Aug 22

Catalini: Culture of youth sports has to change

VENTURA COUNTY STAR
AUGUST 22, 2015
JON CATALINI

baseball_stock

Picture By DAVID YAMAMOTO

Pittsburgh Steelers linebacker James Harrison caused a stir last week after revealing he was making his kids return participation trophies.

Harrison believed his boys, 6 and 8 years old, had to learn that “sometimes your best is not enough, and that should drive you to want to do better.” He also posted on his Instagram account: “While I am very proud of my boys for everything they do and will encourage them till the day I die, these trophies will be given back until they EARN a real trophy.”

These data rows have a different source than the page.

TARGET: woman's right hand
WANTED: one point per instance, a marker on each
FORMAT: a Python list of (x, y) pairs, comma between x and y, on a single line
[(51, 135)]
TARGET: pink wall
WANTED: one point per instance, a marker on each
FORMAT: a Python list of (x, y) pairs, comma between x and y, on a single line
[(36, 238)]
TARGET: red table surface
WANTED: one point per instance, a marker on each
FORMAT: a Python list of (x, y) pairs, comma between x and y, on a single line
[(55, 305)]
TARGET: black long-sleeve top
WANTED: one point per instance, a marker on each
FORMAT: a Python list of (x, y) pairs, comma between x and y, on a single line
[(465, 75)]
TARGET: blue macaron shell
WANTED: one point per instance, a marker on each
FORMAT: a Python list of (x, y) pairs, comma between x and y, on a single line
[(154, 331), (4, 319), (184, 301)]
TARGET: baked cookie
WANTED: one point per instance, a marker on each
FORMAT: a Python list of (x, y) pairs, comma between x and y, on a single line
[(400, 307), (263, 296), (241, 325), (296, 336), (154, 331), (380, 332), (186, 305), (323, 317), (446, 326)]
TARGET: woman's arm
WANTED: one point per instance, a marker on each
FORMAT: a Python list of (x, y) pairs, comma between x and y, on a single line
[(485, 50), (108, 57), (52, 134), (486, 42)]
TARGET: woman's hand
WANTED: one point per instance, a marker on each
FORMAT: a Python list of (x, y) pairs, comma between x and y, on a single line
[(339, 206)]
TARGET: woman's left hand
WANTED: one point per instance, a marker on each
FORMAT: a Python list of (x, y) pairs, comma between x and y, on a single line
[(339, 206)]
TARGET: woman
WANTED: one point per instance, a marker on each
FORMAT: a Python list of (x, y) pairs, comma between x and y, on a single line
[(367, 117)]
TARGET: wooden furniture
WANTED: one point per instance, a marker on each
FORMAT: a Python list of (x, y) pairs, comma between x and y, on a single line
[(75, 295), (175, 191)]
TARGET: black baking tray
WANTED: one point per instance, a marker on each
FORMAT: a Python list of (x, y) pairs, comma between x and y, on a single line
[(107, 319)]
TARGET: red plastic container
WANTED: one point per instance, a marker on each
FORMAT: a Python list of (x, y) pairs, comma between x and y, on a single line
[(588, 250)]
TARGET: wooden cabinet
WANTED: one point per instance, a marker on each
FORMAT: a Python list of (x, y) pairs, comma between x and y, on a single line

Harrison’s diatribe struck a cord with the old-school crowd who think modern parents have become too easy on their kids while instilling a sense of entitlement.

Harrison has the right to raise his children the best way he sees fit, but participation trophies aren’t the problem with youth sports.

Getting kids to participate at all has become a growing concern.

In a recent article by Sports Business Daily, citing a study by the Sports & Fitness Industry Association, inactivity among American children (ages 6-17) has risen for six straight years and was close to 20 percent in 2014. The study also found the average number of team sports played per participant has dropped 5.9 percent, falling from 2.14 to 2.01.

Adding more trophies and certificates isn’t the answer.